There was a day when a slight shift in the bank base rate or change in stamp duty could have a profound effect on property market sentiment. Yet the Bank of England’s continuing consensus to maintain interest rates at their lowest rate ever recorded is possibly the strongest signal to date that the British property market is actually driven increasingly by factors other than such things. The general economy, employment targets and global issues have now largely replaced house prices as a driving force in the interest rate balancing act.
Until recently, most of us ignored the fundamentals of the national and global economy in our quest for advancement in the property arena, and focused wholly on the word on the street as to the future of the property market. We all became economic experts, sagely stating the effect that the latest quarter percent interest rate cut would have on “the market”.
Indeed, the term “the market” goes a long way towards demonstrating that we have become “market traders” over the years, rather than homeowners peacefully enjoying our chosen abode. “Get on, move on, bank the money” was the order of the day in the extended post-Thatcherite era.
But it seems that all that is changing rapidly – and for the better.
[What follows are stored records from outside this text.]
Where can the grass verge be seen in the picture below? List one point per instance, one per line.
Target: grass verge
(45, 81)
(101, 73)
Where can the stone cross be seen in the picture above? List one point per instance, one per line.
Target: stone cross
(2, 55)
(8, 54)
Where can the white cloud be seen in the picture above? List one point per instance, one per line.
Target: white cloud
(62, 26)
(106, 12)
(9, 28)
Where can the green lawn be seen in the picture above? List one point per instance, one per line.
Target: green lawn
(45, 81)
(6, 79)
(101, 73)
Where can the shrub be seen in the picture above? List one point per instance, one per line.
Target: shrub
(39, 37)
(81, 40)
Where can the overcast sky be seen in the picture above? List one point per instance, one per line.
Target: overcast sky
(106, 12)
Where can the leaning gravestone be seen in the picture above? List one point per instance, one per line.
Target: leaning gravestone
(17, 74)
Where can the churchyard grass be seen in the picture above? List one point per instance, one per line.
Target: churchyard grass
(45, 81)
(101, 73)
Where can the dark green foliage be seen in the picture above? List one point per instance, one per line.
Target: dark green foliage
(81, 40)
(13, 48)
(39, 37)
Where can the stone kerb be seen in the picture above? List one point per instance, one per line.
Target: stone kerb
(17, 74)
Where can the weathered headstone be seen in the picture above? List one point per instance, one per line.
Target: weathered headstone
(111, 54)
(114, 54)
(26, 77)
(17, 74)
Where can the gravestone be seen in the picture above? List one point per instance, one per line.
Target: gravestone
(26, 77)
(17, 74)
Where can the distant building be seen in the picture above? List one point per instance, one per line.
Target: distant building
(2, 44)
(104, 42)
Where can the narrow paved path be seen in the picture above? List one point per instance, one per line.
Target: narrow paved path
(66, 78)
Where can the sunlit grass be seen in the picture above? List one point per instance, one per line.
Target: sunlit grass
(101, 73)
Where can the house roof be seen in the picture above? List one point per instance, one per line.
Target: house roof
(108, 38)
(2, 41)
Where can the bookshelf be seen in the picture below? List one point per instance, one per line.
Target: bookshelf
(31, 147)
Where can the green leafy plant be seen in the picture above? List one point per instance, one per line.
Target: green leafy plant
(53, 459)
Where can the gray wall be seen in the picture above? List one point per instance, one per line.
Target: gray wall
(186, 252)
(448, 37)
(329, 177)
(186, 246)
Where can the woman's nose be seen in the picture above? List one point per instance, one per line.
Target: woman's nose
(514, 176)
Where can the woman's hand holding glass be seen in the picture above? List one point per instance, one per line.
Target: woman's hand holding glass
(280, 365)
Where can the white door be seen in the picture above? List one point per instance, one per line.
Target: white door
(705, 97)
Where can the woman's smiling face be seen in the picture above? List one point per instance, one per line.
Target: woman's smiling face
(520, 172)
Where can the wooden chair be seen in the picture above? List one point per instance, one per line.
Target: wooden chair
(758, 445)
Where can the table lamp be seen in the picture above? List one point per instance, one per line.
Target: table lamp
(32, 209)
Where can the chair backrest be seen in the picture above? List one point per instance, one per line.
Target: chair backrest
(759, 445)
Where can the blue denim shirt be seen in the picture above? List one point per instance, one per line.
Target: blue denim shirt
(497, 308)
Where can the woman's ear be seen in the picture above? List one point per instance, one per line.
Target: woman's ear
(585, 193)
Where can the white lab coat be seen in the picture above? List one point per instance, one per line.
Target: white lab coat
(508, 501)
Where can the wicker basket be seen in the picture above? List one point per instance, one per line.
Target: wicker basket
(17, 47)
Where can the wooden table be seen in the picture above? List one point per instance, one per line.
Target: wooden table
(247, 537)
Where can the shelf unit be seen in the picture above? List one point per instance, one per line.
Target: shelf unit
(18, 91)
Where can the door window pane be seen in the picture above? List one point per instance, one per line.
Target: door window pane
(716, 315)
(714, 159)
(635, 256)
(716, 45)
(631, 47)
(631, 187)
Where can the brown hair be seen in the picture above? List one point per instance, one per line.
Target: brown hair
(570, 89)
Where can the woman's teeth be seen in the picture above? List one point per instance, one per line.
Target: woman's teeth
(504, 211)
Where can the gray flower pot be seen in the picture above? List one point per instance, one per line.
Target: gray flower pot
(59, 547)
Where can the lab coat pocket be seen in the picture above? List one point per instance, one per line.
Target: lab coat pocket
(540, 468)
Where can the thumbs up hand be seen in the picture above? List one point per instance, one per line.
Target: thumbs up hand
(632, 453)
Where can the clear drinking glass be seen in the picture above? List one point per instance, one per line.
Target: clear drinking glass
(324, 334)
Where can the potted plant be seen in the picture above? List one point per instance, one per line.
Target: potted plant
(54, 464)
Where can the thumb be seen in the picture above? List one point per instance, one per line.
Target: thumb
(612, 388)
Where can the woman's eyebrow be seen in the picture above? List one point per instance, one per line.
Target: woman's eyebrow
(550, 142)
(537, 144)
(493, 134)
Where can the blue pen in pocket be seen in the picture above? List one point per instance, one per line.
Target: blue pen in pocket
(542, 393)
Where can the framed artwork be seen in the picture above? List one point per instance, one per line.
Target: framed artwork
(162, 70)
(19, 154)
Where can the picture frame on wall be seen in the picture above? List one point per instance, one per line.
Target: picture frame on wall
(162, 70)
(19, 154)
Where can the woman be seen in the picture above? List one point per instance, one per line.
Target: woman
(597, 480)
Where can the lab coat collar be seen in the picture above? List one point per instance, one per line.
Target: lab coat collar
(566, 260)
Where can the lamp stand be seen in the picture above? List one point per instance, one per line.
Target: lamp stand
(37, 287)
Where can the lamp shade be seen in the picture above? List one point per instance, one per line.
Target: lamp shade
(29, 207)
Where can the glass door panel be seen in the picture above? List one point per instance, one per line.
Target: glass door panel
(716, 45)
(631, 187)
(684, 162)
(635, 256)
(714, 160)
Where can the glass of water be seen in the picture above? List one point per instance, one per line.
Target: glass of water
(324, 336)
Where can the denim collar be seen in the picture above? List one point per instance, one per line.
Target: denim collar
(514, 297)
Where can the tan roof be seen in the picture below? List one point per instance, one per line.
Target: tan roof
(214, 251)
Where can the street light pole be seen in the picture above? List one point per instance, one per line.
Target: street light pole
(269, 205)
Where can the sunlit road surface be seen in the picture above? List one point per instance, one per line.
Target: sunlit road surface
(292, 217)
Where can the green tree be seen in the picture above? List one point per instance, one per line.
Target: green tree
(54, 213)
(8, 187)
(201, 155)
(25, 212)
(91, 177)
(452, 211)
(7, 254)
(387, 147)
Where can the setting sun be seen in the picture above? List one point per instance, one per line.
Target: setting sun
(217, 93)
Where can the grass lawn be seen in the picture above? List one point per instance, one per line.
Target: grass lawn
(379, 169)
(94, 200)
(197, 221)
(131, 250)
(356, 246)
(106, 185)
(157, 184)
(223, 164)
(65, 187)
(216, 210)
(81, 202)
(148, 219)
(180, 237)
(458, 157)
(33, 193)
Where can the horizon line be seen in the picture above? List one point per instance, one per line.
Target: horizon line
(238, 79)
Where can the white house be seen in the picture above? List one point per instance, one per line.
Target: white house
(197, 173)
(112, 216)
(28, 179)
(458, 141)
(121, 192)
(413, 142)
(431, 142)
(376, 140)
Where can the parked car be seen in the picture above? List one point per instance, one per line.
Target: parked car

The complimentary or divergent forces at work on the fate of house prices are now so complex and confusing that even the experts seem to be at a loss to know what is happening.
However, one thing is sure. Most buyers and sellers today are sincere people with a genuine reason to move. They are less driven by the market and more driven by real life issues such as family, leisure, convenience, practicality, and pleasure. As an estate agent, the joy of helping people move is what it’s all about.